İçeriği gör
MSA

dilekçe Ankara i̇lgili i̇dari Mahkemesi Cevaba Cevap Dilekçesi - 1 - Boş şablon

Önerilen Yorum

Merhaba, İdare mahkemesi sürecinde cevaba cevap aşamasındayım. Kendi ifadelerimle, cümlelerimle hazırlamış olduğum aşağıdaki metni Cevaba cevap olarak göndersem nasıl olur? Yoksa bu metni biraz kısaltarak Forumda  sayın MSA tarafından bu sayfada verilen cevap dilekçenin başına ekleyerek mi göndersem?

Alıntı

(İLK SAVUNMAYA(CEVABA) CEVABIM)

 

Kişisel değerlendirme ve açıklamalarımı içeren GİRİŞ bölümüdür;

Araştırmalarım ve incelemelerim sonucu, Davalı  Kurumun benim gibi Kuruma dava açan kişilere  iki yıldan beri  genellikle kelime kelimesine aynı şablon dilekçeler gönderdiğini tespit etmiş bulunmaktayım. Dava konusu ettiğim OHAL İnceleme Komisyonun “ret” kararı ve gerekçeleri ile Dava dilekçemde kendime göre yeterli ve gerekli açıklamaları yapıp talebimi ifade etmiş olmama rağmen Kurumun Savunma dilekçesini bir kez daha  inceleyip  bazı yorumlarda, tespitlerde ve itirazlarda bulunma gereği duyarak aşağıda ki ifadelerimi ve beyanlarımı, GİRİŞ açıklaması olarak sunuyorum:

Tarafıma 10 Temmuz 2020 tarihinde tebliğ edilen Davalı İdare tarafından gönderilen 16 sayfalık savunma (cevap) dilekçesinin ilk altı sayfasında anlatılan, tanımlanan, tarif edilen FETÖ/PYD adlı bir Terör Örgütünün varlığı hakkında  veya yapılanma hakkında, ta ki 15 Temmuz 2016 Darbe Girişimi oluncaya kadar bilgim olmamıştır. Ve adıma  672 Nolu  KHK’da yer verilip  toplamda 34. Yılımı çalıştığım kamu görevinden çıkarılıncaya kadar ve 33,5 yıllık öğretmenlik mesleğim sona erdirilinceye kadar, açıkçası canım kadar değerli bildiğim yüce devletim için  bu kadar tehlikeli ve ülkem için büyük bir tehdit oluşturan  bir örgütün ve  yapılanmanın varlığından haberdar değildim. Devletim için büyük tehdit olan böyle bir örgütün varlığı hakkında çalışmış olduğum kurumlardaki amirlerim, yöneticilerim tarafından da bilgilendirilmedim.

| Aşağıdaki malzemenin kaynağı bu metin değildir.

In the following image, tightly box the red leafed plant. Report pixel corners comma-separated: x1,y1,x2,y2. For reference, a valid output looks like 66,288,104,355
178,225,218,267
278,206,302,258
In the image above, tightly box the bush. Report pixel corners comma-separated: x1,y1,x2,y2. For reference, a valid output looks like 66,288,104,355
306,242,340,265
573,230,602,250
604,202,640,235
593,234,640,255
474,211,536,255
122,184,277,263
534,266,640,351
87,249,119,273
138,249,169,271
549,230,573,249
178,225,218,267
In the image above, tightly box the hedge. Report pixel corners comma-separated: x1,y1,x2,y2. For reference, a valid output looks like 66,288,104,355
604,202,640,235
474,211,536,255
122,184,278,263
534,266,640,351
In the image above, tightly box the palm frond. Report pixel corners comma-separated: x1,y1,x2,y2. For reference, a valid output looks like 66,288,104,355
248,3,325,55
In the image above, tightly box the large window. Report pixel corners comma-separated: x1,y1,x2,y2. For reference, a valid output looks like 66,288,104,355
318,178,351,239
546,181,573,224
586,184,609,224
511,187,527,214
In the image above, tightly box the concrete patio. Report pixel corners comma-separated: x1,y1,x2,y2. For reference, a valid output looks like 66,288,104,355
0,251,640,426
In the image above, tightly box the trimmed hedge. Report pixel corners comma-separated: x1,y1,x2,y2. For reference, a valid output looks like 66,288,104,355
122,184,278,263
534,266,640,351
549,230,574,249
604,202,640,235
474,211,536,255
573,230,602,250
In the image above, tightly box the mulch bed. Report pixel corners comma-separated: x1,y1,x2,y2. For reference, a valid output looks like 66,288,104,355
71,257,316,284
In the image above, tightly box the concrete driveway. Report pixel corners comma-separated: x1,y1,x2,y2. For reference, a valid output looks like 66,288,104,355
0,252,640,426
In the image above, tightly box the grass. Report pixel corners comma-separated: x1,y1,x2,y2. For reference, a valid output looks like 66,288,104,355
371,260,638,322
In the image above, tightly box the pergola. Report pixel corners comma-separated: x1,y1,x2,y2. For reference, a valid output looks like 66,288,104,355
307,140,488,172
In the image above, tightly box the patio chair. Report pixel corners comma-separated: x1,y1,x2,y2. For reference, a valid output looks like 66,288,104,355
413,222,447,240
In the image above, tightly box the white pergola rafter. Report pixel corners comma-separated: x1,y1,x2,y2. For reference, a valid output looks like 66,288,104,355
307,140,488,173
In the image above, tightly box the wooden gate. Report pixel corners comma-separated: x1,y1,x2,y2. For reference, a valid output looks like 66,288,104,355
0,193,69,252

Savunma dilekçesinin 7,8,9 ve 10.  Sayfalarında, hatta son sayfaya kadar, 15 Temmuz 2016 Darbe teşebbüsü ve Darbe teşebbüsünden sonra yapılan işlemler ve hukuka uygunlukları anlatılmış ve ilan edilen Olağanüstü Hal yönetiminin dayandığı mevcut yasa ve mevzuattan ve çıkarılan yeni yasalardan ve tüm bu yasalara göre yapılan işlemlerden ve alınan önlemlerden  bahsedilmiş ve yapılan bütün işlemlerin hukuka uygun olduğu  iddiası ileri sürülerek bu husus ispat edilmeye çalışılmıştır. Sayın Mahkeme heyetinin daha fazla vaktini almamk için daha fazla detaya girmek istemiyorum.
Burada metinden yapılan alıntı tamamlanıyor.